If Backup BS isn't available, choose RebuildBS.
Instructions
http://www.cgsecurity.org/wiki/TestDisk_Step_By_Step
http://www.cgsecurity.org/wiki/Menu_Analyse

ilyesoft
December 4th, 2011, 05:40 PM
Some BIOS are limited searching for boot files beyond 137GB and I wonder if this is your problem on the desktop. The first ntfs partition takes almost all of the disk so the ubuntu files are definitely beyond 137GB.

I wonder if creating a small /boot partition on the beginning of the disk would sort that out. But not sure if new install is needed for that.

Also, grub1 is limited working with ext4, it's better if you use grub2. But doesn't seem to be the main problem since you say on the laptop it runs with grub1 and ext4.
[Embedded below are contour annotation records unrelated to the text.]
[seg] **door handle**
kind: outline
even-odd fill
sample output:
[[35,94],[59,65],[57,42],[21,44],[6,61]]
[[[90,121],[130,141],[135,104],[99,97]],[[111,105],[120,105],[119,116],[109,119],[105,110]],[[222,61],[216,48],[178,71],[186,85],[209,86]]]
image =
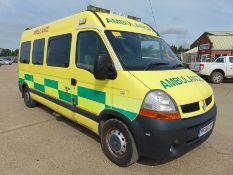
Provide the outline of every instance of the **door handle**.
[[71,78],[71,85],[76,86],[77,85],[77,80],[75,78]]

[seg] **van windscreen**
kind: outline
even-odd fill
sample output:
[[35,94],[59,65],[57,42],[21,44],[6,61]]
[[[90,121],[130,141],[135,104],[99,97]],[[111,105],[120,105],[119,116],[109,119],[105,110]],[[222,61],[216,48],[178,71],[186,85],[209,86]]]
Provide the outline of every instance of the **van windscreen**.
[[122,31],[106,31],[106,35],[126,70],[184,68],[161,38]]

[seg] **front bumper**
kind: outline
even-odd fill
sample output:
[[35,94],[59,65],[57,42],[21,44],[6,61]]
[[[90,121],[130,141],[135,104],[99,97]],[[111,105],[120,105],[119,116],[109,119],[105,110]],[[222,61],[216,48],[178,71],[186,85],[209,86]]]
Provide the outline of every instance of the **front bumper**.
[[138,116],[130,125],[139,155],[157,161],[170,160],[203,143],[212,133],[198,137],[199,130],[215,123],[217,107],[205,114],[181,120],[155,120]]

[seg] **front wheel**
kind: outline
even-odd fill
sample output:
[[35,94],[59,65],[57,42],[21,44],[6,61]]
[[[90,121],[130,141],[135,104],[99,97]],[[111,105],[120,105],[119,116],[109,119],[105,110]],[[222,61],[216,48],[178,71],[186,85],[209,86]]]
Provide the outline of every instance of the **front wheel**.
[[127,167],[139,158],[134,138],[128,127],[117,119],[110,119],[101,129],[101,146],[115,164]]
[[221,72],[215,71],[210,75],[211,83],[220,84],[223,81],[223,74]]

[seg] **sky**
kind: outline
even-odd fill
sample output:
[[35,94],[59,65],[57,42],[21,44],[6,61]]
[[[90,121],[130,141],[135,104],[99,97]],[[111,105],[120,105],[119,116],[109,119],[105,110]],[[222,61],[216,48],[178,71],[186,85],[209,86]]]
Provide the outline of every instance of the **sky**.
[[140,17],[167,43],[185,48],[203,32],[233,31],[233,0],[0,0],[0,48],[14,50],[25,28],[84,11],[88,4]]

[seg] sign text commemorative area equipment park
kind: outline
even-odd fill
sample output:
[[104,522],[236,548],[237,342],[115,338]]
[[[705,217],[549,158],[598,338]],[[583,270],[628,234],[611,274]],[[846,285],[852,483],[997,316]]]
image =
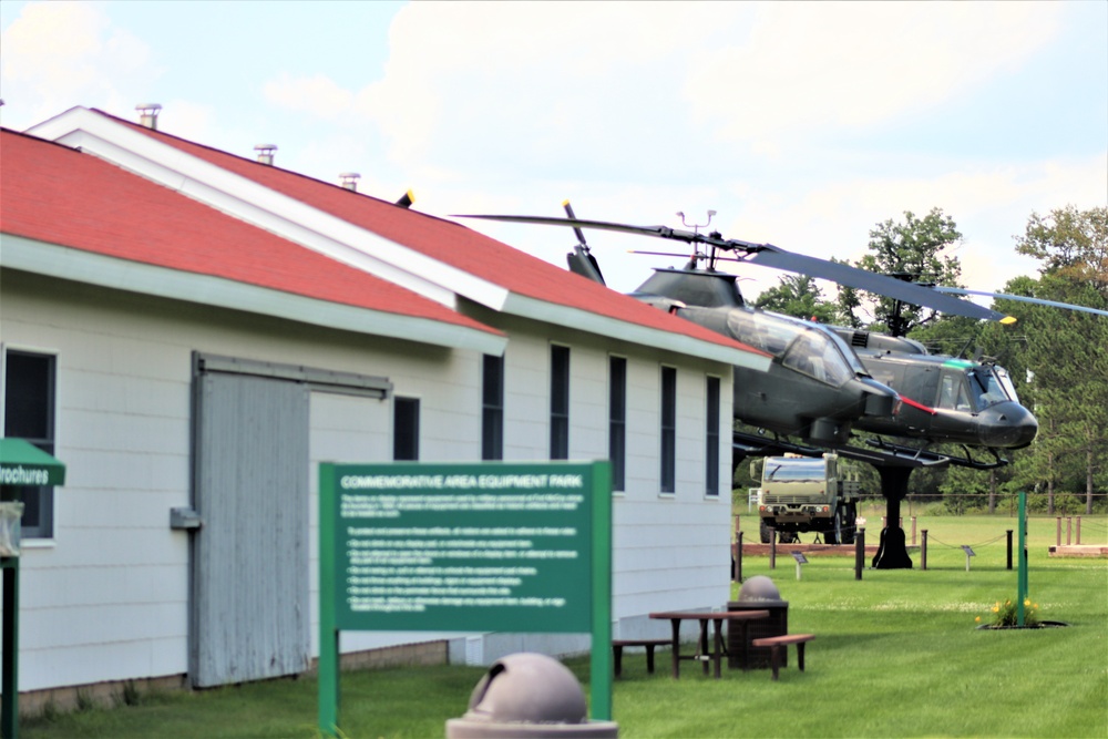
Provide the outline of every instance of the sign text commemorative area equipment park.
[[591,633],[611,718],[607,462],[321,464],[319,497],[321,730],[348,629]]

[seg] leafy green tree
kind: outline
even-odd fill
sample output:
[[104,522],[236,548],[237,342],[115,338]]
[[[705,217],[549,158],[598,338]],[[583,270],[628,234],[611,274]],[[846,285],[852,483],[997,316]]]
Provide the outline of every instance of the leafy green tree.
[[[942,208],[932,208],[923,218],[905,211],[902,223],[889,219],[870,232],[871,254],[854,266],[907,281],[961,287],[962,265],[948,248],[961,242],[962,233]],[[839,308],[852,327],[870,326],[894,336],[906,336],[938,316],[930,308],[855,289],[840,290]]]
[[820,286],[808,275],[782,276],[777,287],[758,296],[755,306],[818,324],[834,324],[839,317],[835,304],[823,299]]
[[[1016,249],[1038,258],[1043,274],[1014,280],[1006,291],[1108,309],[1108,208],[1032,214]],[[1040,428],[1028,469],[1042,475],[1051,507],[1060,484],[1084,493],[1091,513],[1108,474],[1108,320],[1007,300],[997,309],[1019,318],[1026,337],[1020,360],[1034,377],[1027,399]]]

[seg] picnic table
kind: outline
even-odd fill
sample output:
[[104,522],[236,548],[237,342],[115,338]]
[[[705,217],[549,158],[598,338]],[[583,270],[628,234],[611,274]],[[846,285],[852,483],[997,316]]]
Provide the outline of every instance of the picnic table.
[[[700,661],[704,665],[704,674],[708,674],[708,663],[715,665],[715,677],[719,678],[719,663],[720,657],[726,654],[727,649],[724,647],[724,640],[720,637],[720,630],[722,629],[724,622],[729,622],[735,624],[739,629],[741,629],[741,642],[746,648],[748,644],[747,639],[747,622],[757,620],[760,618],[769,618],[768,610],[722,610],[719,613],[707,613],[702,610],[663,610],[658,613],[653,613],[649,615],[650,618],[656,618],[658,620],[668,620],[673,627],[673,659],[674,659],[674,678],[680,677],[680,660],[693,659]],[[700,623],[700,635],[697,639],[697,649],[693,655],[681,655],[680,653],[680,632],[683,620],[697,620]],[[715,637],[712,640],[711,651],[708,650],[708,624],[712,623],[716,625]]]

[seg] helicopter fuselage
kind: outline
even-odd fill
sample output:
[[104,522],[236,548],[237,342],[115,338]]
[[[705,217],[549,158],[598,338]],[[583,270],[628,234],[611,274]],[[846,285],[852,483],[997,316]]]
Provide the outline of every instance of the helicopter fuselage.
[[632,295],[773,356],[766,372],[733,369],[735,417],[743,423],[837,445],[859,419],[895,410],[895,391],[869,377],[837,333],[746,307],[732,275],[658,269]]
[[1035,439],[1038,421],[1019,403],[1007,371],[998,365],[856,351],[870,374],[894,388],[903,401],[894,417],[860,420],[863,431],[988,449],[1022,449]]

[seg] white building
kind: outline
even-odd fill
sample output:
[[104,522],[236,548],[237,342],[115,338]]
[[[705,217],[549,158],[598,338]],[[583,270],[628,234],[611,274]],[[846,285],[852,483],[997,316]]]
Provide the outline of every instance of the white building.
[[[613,618],[728,597],[731,366],[769,359],[458,224],[73,109],[2,132],[0,414],[25,691],[295,674],[316,464],[612,456]],[[201,528],[171,527],[171,510]],[[524,626],[524,625],[521,625]],[[587,636],[343,634],[486,663]]]

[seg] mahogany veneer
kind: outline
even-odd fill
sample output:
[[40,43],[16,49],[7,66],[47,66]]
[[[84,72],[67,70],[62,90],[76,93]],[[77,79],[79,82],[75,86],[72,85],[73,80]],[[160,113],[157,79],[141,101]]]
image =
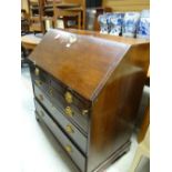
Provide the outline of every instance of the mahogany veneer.
[[30,54],[37,118],[80,171],[130,149],[149,53],[144,40],[51,30]]

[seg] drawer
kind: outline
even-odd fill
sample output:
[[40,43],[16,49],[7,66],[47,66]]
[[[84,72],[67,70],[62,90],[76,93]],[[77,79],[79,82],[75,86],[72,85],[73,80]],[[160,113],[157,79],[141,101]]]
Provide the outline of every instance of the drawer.
[[[87,134],[88,133],[88,125],[89,125],[89,118],[88,115],[81,114],[74,105],[67,104],[61,94],[57,92],[57,90],[51,89],[49,87],[48,91],[44,92],[53,107],[55,107],[59,111],[65,115],[69,120],[72,120],[79,129]],[[34,84],[34,94],[36,97],[42,102],[44,93],[38,89]]]
[[85,158],[81,154],[81,152],[72,144],[72,142],[65,136],[65,134],[60,130],[60,128],[55,124],[55,122],[48,115],[48,113],[43,110],[43,108],[36,101],[36,109],[38,115],[43,120],[43,122],[51,130],[53,135],[61,143],[62,148],[70,155],[70,158],[74,161],[78,168],[81,171],[85,169]]
[[51,113],[53,119],[61,125],[68,136],[70,136],[82,152],[87,153],[87,136],[84,136],[80,130],[78,130],[50,101],[49,98],[42,93],[42,91],[34,87],[36,97],[42,94],[41,103]]
[[30,67],[30,71],[31,71],[33,83],[36,83],[41,90],[48,91],[50,85],[50,80],[47,72],[44,72],[38,67],[32,67],[32,65]]

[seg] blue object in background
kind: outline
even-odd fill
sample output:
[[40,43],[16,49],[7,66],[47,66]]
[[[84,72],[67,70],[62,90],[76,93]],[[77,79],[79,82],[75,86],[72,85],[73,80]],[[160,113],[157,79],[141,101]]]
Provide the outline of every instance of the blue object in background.
[[109,33],[108,14],[100,14],[98,21],[100,23],[100,33]]
[[112,13],[109,23],[109,33],[112,36],[120,36],[122,33],[124,13]]
[[122,36],[134,38],[139,24],[140,12],[125,12],[122,23]]

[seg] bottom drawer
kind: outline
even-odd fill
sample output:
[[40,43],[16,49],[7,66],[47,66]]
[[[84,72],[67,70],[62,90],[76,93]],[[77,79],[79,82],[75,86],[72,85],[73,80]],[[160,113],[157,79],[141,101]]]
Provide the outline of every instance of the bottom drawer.
[[52,131],[54,136],[78,165],[81,171],[84,171],[85,166],[85,158],[80,153],[80,151],[72,144],[72,142],[64,135],[64,133],[59,129],[59,127],[54,123],[54,121],[48,115],[48,113],[43,110],[43,108],[39,104],[37,100],[34,100],[36,110],[39,117],[43,120],[43,122],[48,125],[48,128]]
That really makes sens, my desktop is too old...
I tryed almost everything even removing out the internal disk and floppy drive with no hope for 10 days ! but never thought for the 137g :)
I will try that, thank you very much for your help :)

efflandt
December 5th, 2011, 03:00 PM
Even some relatively new desktops seem to have a problem booting large external drives, although, older ones are more likely to. My Dell desktop is from 2010 XPS 8100) and it boots fine with 64-bit Ubuntu 10.10 partition starting almost 900 GB into its 1 TB internal drive. And it boots fine from 160 GB USB drive. But same Ubuntu just dumps into grub rescue trying to boot a 500 GB USB drive that boots fine on both Dell and Toshiba laptops from 2006. I have not tried released installs of 11.04 or 11.10 on USB, I am running 11.10 on internal SSD which boots everything else.

And even if I boot an "internal" drive to grub and go into regular grub prompt (not grub rescue), that can list files in / and /boot, but not files in /boot/grub of the 500 GB USB drive. That is why booting my desktop from a large USB drive dumps into grub rescue with a file not found error. I have not tried making a smaller boot partition at the beginning of the drive because then I would need to "move" an NTFS partition which could take many hours.

Same with my old HP desktop from 2004. It can boot Ubuntu (64-bit 10.04 on that one) beyond 137 GB on its 200 GB internal drive, and can boot 160 GB USB, but cannot boot the 500 GB USB drive.

None of the PC's have any trouble mounting any ntfs or Linux partitions the 500 GB drive from a running Linux system.

If there is some sort of 137 GB BIOS limit, why would it "only" affect booting "external" drives (USB 2.0) and not internal drives? That has remained a mystery to me.